The U.S. Ski Team's speed-training venue, which opens Tuesday at Copper Mountain, Colo., is a one-of-a-kind in the world and underscores the big-picture thinking that has driven the American program's relentless drive to become, truly, best in the world. Once, the Europeans snickered at the notion that the American team could be the best.

No longer -- not with the likes of Lindsey Vonn, Ted Ligety, Bode Miller and Julia Mancuso leading the way.

All, of course, are first-rate athletes.

"I get the kicks out of this job when I see our athletes do well," said Bill Marolt, president and chief executive officer of the U.S. Ski and Snowboard Assn since 1996. "That's what motivates me."

Marolt is a first-rate executive. He, and his vision, are a big reason why the U.S. Ski Team -- in all its iterations, alpine, freestyle, cross-country, Nordic combined, snowboard -- have been good at doing something that eludes so many others: developing success.

That's why the opening of the Copper Mountain Speed Center is such a jolt.

It's in keeping with other big Marolt ideas.

Like -- the Center of Excellence, the USSA's three-story, 85,000-square foot headquarters building, which opened in 2009 just east of Park City, Utah. It features state-of-the-art training and sports science facilities.

Like -- the agreement the alpine team announced last month that names the Austrian resorts of Soelden and Obergurgl-Hochgurgl, about an hour from Innsbruck, a U.S. Ski Team partner. The three-year deal names the resort the official European training base for the U.S. men's alpine team through 2014.

That is a big deal psychologically. The Americans are basically setting up camp, and in Austria no less -- where alpine skiing rules in the winter.

Even without all of that, it's a huge gain logistically. Instead of flying back to the States for training or R&R, the idea is -- just pop over to Soelden.

"This is my 12th year on the team," said downhill specialist Marco Sullivan. Because of the Soelden option, "This is the first year I'm going to stay in Europe the entire winter."

Marolt said, "We have really worked hard in vesting in and improving what I'm calling infrastructure. Soelden represents part of that.
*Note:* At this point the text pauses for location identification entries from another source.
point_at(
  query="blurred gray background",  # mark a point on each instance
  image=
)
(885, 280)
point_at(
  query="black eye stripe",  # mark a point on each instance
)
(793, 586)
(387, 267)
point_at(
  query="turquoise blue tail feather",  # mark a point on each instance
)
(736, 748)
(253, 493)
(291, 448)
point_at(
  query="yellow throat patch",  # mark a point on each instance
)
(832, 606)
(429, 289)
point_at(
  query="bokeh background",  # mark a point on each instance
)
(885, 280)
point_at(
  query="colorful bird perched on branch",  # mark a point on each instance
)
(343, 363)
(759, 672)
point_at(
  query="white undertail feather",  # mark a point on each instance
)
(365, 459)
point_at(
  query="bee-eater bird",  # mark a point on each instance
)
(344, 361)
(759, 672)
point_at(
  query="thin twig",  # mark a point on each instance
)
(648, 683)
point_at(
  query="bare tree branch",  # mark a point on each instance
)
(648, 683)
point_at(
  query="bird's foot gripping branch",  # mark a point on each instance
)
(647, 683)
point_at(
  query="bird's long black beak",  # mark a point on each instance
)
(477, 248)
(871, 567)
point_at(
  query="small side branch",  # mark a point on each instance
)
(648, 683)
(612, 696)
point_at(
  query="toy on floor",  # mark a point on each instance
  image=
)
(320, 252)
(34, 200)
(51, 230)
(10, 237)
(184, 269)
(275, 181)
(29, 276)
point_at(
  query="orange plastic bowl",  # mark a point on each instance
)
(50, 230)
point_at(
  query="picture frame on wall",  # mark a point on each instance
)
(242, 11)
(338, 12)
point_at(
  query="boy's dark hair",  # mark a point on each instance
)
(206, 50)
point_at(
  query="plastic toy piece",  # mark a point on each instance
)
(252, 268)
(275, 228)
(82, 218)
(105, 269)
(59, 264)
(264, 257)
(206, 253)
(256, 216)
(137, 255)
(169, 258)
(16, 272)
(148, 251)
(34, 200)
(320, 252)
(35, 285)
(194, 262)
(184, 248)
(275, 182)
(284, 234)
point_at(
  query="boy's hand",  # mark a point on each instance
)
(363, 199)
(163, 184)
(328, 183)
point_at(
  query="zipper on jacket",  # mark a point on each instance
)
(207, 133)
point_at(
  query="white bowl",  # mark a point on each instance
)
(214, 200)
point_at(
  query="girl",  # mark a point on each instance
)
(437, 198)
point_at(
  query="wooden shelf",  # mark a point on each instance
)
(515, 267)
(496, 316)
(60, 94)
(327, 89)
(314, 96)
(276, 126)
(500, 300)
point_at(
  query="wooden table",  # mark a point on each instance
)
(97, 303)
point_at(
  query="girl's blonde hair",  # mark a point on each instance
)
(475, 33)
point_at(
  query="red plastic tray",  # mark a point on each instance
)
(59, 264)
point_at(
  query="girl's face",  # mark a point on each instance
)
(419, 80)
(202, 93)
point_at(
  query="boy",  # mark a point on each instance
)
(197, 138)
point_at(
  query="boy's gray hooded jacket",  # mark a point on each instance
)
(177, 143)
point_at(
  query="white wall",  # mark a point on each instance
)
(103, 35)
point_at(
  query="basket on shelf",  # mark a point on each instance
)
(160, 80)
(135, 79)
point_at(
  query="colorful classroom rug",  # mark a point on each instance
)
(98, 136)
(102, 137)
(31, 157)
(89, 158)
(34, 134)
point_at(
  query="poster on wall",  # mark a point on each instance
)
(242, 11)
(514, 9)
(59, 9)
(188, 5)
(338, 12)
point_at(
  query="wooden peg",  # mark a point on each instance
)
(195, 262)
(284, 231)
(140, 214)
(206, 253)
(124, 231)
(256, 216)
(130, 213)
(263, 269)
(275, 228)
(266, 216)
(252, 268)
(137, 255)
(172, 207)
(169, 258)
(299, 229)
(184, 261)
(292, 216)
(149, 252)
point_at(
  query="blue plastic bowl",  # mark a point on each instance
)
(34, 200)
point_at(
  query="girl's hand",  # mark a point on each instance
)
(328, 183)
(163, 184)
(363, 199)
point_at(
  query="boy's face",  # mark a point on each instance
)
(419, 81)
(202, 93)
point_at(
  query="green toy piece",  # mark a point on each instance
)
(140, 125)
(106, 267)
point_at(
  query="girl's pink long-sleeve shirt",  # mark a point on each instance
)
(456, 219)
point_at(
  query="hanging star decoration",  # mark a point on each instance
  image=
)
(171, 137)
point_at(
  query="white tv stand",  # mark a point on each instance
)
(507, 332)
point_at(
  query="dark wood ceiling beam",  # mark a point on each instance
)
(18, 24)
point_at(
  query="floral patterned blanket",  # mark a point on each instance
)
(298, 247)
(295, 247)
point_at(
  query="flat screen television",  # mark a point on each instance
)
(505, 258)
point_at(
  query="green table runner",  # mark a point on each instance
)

And Copper Mountain becomes part of what becomes the real foundation for this organization, both in the short and in the long term, for our elite athletes now and our developmental athletes down the road."

The Copper Mountain facility addresses the early-season need for speed. It's a 1.7-mile run and fully netted for safety reasons, just like a World Cup run. Starting next year, it's due to be open Nov. 1.

The U.S. team typically spends summers training in Chile and New Zealand. If snow conditions in those locales are good, then Copper Mountain "becomes frosting on the cake," Marolt said. If the summer season isn't so good, then Copper offers the U.S. team "unbelievable training and world-class snow," with 87 new automatic snowmakers.

A project like this takes time (all in, about 10 years) and money ($4.5 million, all privately raised, money that won't affect USSA's annual budget). Marolt said. "This is a facility that at the end of the day -- it's a game-changer."

Leanne Smith, in her fifth year on the U.S. team, said, "As racers, you want to get great at your craft. It's lap after lap after lap. This new hill is awesome.

"I'm looking out my window at it right now. We are extremely fortunate to have it. You know," she said, "no one else in the world has it."